Mortgage rates moved sideways today, taking them one step closer to officially claiming the title of "3 year lows."  Tomorrow marks the three year anniversary of the Wall Street Journal article that began the early days of the 'taper tantrum'--the jarring move higher in rates that resulted from markets coming to terms with the end of the Fed's asset purchases.  

While rates aren't as low today as they had been before the taper tantrum, the current rate environment is excellent in its own right.  Apart from being fairly close to the all-time lows seen in 2012-2013, today's low rates exist without any Fed asset purchases and without any risk that the Fed will surprise the world with a shift toward stricter monetary policy.  In fact, if there's any risk for financial markets, it's that the Fed will continue to back away from their rate-hike campaign that began with the first and only hike in nearly a decade this past December.  

Most lenders are right in line with rates seen on Friday.  The most prevalent conventional 30yr fixed quote continues hovering around 3.625% with more than a few lenders already back down to 3.5%. 


Loan Originator Perspective

"A quiet, sideways day with a shade of green today. I’ll take it.
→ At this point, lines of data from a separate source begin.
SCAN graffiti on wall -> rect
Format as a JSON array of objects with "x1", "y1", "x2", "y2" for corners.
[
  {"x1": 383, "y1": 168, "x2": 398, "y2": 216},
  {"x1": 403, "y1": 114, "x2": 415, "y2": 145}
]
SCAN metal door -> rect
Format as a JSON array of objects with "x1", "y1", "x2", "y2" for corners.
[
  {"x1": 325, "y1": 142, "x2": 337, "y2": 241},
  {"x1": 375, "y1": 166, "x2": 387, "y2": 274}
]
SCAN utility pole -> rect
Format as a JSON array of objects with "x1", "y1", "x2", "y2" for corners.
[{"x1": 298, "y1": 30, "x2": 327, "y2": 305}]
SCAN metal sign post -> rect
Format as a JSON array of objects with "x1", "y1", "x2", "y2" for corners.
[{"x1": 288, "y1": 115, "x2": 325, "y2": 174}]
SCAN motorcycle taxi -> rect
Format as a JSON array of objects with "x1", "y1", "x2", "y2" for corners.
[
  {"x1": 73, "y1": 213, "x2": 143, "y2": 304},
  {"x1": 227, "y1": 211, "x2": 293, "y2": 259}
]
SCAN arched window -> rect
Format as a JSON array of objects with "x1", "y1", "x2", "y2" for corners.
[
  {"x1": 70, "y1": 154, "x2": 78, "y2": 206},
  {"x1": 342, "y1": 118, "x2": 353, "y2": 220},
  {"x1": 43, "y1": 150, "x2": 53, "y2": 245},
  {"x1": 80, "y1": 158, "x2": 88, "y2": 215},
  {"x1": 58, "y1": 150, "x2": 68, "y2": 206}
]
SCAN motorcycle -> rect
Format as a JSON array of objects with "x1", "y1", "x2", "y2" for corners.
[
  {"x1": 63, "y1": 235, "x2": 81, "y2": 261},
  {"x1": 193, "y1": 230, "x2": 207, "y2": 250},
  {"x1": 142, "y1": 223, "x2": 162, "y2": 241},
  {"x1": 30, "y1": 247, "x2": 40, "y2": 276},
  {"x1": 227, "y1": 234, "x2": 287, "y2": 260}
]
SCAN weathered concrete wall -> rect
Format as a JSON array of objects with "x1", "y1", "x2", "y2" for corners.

From here I’d think we drift sideways also. Rates are strong right now. If you’re closing within 30 days locking makes a lot of sense here, IMO." -Jeff Anderson, Loan Officer, Salem Five Mortgage, LLC

"Pricing improved, slightly, AGAIN today, as oil slid back.  There wasn't any particular economic data moving the markets, and gains under these circumstances mean more, to me, than those with obvious motivation.  I am not locking anything further than 30 days from closing, and borrowers with some risk tolerance who are 20 days+ out may still consider floating.  Trend is our friend, the only question is for how much longer." -Ted Rood, Senior Originator


Today's Best-Execution Rates

  • 30YR FIXED - 3.625%
  • FHA/VA - 3.25%-3.5%
  • 15 YEAR FIXED - 3.00%
  • 5 YEAR ARMS -  2.75 - 3.25% depending on the lender


Ongoing Lock/Float Considerations

  • The Fed finally hiked on December 16th, causing fears of rising rates in 2016, but markets began the new year with rates moving surprisingly lower.  Major losses in stocks and oil prices were part of the same trend of investors moving away from risk.
  • After bottoming out fairly close to all-time lows in February, rates have seen only brief episodes of volatility in a low, narrow range.  

  • The Fed's most recent announcement at the end of April reinforced their cautious approach to rate hikes.  The last time that happened, stocks cheered, but this time they've been moving lower.  Bond markets like that, and they'll continue to like it until stocks prove they can break back above 2015 highs.
     
  • Even though the broader backdrop has taken a positive turn for rates, there are still tactical opportunities to lock.  In general, we look for any prolonged moves lower (i.e. 10 days in a row without moving higher) or any major low-rate milestones (i.e. 3-year lows).
     
  • As always, please keep in mind that the rates discussed generally refer to what we've termed 'best-execution' (that is, the most frequently quoted, conforming, conventional 30yr fixed rate for top tier borrowers, based not only on the outright price, but also 'bang-for-the-buck.'  Generally speaking, our best-execution rate tends to connote no origination or discount points--though this can vary--and tends to predict Freddie Mac's weekly survey with high accuracy.  It's safe to assume that our best-ex rate is the more timely and accurate of the two due to Freddie's once-a-week polling method).